The analysis reveals that the current collector constitutes a major cost component when using copper foil, representing 28.8% and 23.6% of the total material cost for Power-Cu and Energy-Cu cells, respectively. This is second only to the cost of the positive active material. Substituting with aluminum foil dramatically reduces this contribution to 8.0% and 6.4%. Consequently, the overall unit energy cost drops from 1.21 RMB Wh-1 to 1.02 RMB Wh-1 for the Power-type (a 15.7% reduction) and from 1.00 RMB Wh-1 to 0.87 RMB Wh-1 for the Energy-type (a 13.0% reduction).
This cost advantage is coupled with the previously demonstrated 11.3% and 7.1% improvement in gravimetric energy density for Power-Al and Energy-Al cells, respectively. Furthermore, aluminum is more abundant and exhibits less price volatility than copper, offering greater supply chain security and cost predictability for large-scale production of sodium-ion battery capacitors.
Conclusion
This comprehensive study provides a definitive performance and cost comparison of copper versus aluminum foil as the negative electrode current collector in practical sodium-ion battery capacitors. The key conclusions are:
- Feasibility Confirmed: Aluminum foil (20 μm) is a viable direct replacement for copper foil (10 μm) as the negative current collector in both high-power and high-energy sodium-ion battery capacitor designs. It does not negatively impact initial efficiency, baseline capacity, low-temperature performance, or high-temperature storage stability.
- Performance Trade-off: Aluminum-based cells offer superior gravimetric energy and power density due to lower mass. However, under extreme high-rate or continuous high-power cycling, they exhibit greater internal temperature rise and a subsequently faster increase in charge transfer impedance ($R_{ct}$) compared to copper-based cells, attributable to aluminum’s inferior thermal conductivity and higher specific heat capacity.
- Cost Advantage: The transition from copper to aluminum delivers a significant economic benefit, reducing the unit energy cost by 13-16% while simultaneously increasing gravimetric energy density by 7-11%.

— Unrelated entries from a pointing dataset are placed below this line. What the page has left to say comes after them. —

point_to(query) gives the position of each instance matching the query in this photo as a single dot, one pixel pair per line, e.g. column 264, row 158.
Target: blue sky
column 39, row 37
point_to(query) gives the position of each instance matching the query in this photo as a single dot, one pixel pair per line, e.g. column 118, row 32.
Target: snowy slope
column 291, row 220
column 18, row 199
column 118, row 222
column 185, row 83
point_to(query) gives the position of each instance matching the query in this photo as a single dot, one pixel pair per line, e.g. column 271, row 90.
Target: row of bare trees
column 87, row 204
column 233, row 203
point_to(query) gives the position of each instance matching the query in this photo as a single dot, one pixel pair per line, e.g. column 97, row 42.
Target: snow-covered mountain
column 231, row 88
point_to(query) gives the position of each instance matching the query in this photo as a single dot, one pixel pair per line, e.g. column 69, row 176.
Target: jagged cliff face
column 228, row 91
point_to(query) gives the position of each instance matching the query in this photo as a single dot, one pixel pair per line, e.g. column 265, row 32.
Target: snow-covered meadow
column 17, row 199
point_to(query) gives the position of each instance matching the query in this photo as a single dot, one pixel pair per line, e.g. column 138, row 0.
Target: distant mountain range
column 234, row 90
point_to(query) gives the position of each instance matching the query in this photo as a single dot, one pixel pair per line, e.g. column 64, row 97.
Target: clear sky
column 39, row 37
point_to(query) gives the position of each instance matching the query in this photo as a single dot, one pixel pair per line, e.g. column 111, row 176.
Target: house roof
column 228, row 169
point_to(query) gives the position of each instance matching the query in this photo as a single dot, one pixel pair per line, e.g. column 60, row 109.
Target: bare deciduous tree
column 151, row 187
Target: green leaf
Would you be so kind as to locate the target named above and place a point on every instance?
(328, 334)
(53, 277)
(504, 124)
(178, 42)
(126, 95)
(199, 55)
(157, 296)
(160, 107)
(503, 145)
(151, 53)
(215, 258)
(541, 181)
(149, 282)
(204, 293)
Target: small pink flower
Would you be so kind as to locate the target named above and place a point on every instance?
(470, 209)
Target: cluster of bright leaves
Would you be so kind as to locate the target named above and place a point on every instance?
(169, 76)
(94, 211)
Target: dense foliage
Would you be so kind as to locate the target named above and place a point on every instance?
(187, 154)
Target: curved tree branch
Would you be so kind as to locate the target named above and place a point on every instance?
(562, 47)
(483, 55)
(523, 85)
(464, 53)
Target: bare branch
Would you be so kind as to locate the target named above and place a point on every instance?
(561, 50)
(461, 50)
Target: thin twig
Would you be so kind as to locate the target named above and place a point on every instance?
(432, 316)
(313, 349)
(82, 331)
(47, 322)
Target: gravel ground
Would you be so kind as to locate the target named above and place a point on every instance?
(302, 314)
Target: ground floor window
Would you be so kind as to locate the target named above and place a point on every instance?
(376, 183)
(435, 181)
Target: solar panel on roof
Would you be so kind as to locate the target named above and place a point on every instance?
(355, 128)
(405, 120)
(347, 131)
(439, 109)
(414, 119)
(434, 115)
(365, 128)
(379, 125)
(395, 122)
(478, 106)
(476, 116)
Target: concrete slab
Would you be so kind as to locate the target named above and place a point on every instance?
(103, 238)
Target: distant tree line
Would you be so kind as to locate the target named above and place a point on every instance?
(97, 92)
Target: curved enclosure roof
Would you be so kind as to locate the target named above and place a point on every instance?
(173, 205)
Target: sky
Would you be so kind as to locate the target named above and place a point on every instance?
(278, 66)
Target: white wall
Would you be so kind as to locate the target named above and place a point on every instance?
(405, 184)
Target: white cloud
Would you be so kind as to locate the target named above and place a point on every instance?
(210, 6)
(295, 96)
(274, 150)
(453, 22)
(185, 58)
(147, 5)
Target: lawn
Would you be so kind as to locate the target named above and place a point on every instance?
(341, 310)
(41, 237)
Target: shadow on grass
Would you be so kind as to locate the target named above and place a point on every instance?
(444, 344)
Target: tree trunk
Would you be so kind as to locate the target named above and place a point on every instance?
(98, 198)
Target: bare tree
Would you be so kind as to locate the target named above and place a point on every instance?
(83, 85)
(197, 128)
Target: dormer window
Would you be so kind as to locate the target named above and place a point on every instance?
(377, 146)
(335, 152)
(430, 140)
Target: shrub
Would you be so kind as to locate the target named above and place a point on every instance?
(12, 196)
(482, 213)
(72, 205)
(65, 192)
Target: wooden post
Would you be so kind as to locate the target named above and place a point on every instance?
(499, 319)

- Engineering Imperative: The successful implementation of aluminum foil in high-power sodium-ion battery capacitors necessitates prioritized thermal management at the module and pack level. Effective cooling strategies are essential to harness the cost and weight benefits of aluminum while maintaining the long-term cycle life expected from hybrid capacitor technologies.
In summary, aluminum foil stands as a compelling choice for the negative current collector in commercial sodium-ion battery capacitors, striking an excellent balance between performance, cost, and sustainability. This work provides a clear roadmap for developers, highlighting that with prudent thermal design, the advantages of aluminum can be fully realized, accelerating the adoption of cost-effective, high-performance sodium-ion battery capacitors for a wide range of energy storage applications.